As soon as our story appeared on the front page of last week’s edition, the phones were ringing with readers reporting the amount of fouling in their own towns and villages, from Seahouses in the north to Hadston in the south.
Some of our correspondents complained of a lack of dog bins in their area, but most were just plain angry that lazy owners were brazenly flouting the law and failing to clear up after their pets.
Their evidence points to a developing trend, with offenders appearing to allow their dogs to foul footpaths and public areas either early in the morning or after dark, when they are least likely to be spotted.
Sandra Archbold rang in to raise the situation in Seahouses, where she lives, saying it was getting worse.
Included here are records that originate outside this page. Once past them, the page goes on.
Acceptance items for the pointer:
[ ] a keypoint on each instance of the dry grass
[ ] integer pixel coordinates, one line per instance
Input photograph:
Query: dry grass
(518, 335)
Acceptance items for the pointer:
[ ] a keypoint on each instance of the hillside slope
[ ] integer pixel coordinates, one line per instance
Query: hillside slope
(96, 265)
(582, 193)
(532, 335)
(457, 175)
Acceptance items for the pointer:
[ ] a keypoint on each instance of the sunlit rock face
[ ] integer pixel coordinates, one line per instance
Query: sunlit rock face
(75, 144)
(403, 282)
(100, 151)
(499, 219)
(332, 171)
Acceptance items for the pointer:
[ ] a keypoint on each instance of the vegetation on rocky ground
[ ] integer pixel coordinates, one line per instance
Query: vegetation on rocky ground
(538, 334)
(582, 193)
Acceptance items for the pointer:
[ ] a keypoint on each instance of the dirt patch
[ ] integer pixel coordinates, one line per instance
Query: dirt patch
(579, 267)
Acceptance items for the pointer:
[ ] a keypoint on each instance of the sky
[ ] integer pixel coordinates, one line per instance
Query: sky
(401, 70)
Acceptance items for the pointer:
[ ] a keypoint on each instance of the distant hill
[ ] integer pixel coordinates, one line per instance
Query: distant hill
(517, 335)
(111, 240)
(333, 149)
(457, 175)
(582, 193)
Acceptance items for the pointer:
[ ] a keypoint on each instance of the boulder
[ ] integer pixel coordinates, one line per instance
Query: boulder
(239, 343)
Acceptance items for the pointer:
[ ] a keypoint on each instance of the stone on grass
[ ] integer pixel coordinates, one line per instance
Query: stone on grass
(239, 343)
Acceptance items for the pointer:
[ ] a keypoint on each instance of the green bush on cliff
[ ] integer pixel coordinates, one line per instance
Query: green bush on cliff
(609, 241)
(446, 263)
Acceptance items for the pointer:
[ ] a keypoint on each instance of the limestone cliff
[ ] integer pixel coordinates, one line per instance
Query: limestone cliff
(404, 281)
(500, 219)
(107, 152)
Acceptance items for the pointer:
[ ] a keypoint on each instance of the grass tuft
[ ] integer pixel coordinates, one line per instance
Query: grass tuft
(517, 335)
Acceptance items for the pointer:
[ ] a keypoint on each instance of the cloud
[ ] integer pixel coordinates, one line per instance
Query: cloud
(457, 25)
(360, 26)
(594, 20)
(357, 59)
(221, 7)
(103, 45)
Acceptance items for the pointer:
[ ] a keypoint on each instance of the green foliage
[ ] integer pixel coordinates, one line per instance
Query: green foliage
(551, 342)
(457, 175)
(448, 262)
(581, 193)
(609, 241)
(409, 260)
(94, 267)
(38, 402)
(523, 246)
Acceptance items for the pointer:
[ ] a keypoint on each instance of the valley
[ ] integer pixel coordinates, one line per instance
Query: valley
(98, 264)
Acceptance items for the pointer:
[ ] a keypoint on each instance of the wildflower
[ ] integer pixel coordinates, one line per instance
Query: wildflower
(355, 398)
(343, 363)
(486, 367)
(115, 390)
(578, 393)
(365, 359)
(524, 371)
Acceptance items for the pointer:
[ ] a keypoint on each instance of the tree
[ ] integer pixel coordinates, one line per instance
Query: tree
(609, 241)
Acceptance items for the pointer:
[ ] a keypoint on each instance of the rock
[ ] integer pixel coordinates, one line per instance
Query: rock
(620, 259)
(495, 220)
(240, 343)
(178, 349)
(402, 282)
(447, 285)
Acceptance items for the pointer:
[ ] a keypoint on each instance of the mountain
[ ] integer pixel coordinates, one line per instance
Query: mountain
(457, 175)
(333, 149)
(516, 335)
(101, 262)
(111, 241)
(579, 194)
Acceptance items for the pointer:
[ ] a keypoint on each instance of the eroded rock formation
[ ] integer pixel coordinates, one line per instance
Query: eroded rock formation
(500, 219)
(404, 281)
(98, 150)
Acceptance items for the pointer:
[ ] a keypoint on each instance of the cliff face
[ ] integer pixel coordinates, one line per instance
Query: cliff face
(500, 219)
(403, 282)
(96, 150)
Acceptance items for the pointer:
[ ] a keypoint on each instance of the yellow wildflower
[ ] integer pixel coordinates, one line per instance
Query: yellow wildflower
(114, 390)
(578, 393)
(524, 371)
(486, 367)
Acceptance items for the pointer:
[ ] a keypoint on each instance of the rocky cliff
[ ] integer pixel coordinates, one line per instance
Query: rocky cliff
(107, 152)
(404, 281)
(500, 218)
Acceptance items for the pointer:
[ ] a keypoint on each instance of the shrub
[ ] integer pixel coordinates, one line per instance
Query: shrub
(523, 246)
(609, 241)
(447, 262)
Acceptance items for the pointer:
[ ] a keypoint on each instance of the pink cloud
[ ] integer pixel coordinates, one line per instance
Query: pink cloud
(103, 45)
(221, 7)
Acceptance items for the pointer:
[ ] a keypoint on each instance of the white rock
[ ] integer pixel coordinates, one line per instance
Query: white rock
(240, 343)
“All the way down Dunstan View, right to the cliff tops, there is dog dirt,” she said. “On the harbour hill there is a row of memorial benches where people usually sit in the sun to eat their fish and chips, but seeing all the fouling there, I can’t imagine them having much of an appetite.
“There is a lack of dog bins along the cliff tops, where many dogs are walked, which needs to be addressed.”
Sue Clement, of St Aidans, has now taken up the unenviable task of picking up discarded bags of dog waste. On Monday alone, she collected 15 along the half-mile stretch which runs parallel with the beach between Broad Road and the village.
“The problem here is that there is no bin to dispose of dog mess,” she said. “Every time I walk into the village, I find bags deposited on the pavement or in the gutters. I’ve now started carrying plastic bags and rubber gloves to remove it myself.
“There desperately needs to be a bin on this route, as it’s the main walk to and from the beach.”
Tom Dent, who lives at Broad Road, said the volume of mess could create a bad impression for the thousands of tourists who flock to Seahouses each year.
“The last thing visitors want is to have to watch their shoes, but that’s the advice we will have to give if this doesn’t improve,” he said. “You can’t walk along St Aidans in the dark without running the risk of stepping in something unpleasant. It’s encouraging to see dog owners bagging the waste, but it defeats the purpose if they are then dumping them.”
County councillor Pat Scott said: “There is a dog bin at the Broad Road entrance to Seahouses, but the land at St Aidans is owned by the National Trust. The majority of people are very responsible and do take their bags away with them and it’s a shame that a small minority don’t do the same.”
Linda Bell, of Hadston, got in touch to highlight the mess blighting her community – despite a number of bins provided.
“There’s dog dirt all through the village, right the way down into Red Row,” said Mrs Bell, of Hedgehope. “Druridge Avenue and the Precinct are appalling. You would think there had been a horse down there. The parish council did a good job of getting bins but some people are ignoring them.”